Was this stockholms syndrome? Was I falling for the person who took everything from me? Who I hated? Who I didn't understand?

That couldn't be.

I could lie to myself but I wasn't a liar. Part of me didn't like Matteo for doing what he did, for taking me away from Antonio but the other part of me wanted to know more of him, starting with that picture that burned in my mind all night long but couldn't ask because if I did, he'd know I'd snooped around. And in all honesty, considering Juliettes words, I doubted he would have liked me going through his stuff.

Per his words of the previous night, my day had been busy. From going to see florists with the wedding planner to going downtown with Mayra, to an apartment that looked more like a clothing store because as I walked in, clothes was all I saw. From end to end, in racks, dresses, shirts, pants, bras, nightgowns, coats, everything a woman could need for any day in any season littered the room among other things like purses and shoes, even jewelry in boxes.
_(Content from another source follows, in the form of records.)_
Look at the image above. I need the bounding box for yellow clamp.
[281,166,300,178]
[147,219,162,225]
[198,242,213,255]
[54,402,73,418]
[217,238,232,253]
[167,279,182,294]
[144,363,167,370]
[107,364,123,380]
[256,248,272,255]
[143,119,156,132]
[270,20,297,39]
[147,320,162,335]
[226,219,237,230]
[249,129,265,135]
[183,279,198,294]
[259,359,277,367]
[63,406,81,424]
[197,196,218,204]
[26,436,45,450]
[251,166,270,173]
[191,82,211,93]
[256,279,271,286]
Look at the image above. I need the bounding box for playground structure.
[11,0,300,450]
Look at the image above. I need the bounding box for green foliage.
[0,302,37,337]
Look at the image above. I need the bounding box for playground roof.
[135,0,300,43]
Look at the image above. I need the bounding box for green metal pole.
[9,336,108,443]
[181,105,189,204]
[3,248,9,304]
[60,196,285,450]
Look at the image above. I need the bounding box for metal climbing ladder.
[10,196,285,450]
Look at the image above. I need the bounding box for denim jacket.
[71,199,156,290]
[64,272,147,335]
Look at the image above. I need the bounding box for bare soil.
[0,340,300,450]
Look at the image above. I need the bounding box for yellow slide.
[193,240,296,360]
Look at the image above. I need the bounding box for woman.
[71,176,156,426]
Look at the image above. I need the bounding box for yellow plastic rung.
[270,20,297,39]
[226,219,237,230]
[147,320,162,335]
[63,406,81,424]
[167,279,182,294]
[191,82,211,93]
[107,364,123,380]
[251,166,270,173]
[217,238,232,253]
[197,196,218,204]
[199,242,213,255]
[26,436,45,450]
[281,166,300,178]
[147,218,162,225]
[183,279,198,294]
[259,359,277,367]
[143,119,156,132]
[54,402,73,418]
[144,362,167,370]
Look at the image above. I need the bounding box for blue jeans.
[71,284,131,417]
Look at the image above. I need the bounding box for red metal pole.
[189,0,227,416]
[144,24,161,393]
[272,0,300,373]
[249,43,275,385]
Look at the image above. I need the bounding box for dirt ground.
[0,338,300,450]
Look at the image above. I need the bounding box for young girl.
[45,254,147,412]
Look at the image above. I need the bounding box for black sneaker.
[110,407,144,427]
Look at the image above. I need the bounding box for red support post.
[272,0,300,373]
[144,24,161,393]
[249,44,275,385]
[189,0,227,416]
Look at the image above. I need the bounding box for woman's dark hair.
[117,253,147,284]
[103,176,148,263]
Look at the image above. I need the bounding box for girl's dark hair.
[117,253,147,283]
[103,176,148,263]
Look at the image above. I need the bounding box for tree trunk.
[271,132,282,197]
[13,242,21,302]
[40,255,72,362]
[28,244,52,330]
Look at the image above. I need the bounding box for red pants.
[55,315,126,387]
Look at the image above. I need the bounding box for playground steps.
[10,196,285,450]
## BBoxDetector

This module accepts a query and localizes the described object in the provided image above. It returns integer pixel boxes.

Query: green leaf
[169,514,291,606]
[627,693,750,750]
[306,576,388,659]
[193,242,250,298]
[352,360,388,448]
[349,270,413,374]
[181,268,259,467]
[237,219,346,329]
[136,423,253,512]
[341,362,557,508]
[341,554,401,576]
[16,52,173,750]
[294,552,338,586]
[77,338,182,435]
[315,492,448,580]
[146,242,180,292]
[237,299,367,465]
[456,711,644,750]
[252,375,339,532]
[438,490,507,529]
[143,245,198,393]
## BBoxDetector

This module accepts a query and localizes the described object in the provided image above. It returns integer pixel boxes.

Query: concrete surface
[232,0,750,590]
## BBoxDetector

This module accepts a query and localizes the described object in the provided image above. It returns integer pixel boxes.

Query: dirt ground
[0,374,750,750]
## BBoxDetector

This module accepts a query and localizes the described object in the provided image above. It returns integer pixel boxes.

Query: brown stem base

I didn't understand why I was there. Not even when I saw a familiar face or rather one I had seen weeks ago- the man who had taken my size- walking behind a man who's eyes took me in before motioning for someone forward, a woman I hadn't seen handing me a dress. "Go ahead and try it on." The man with dark curls had said to me, tilting his chin to a corner that was set up with dark screens.

For some reason, I did so without asking why I was trying on a dress. Putting it on and stepping out, looking at myself in one of the mirrors and losing a breath.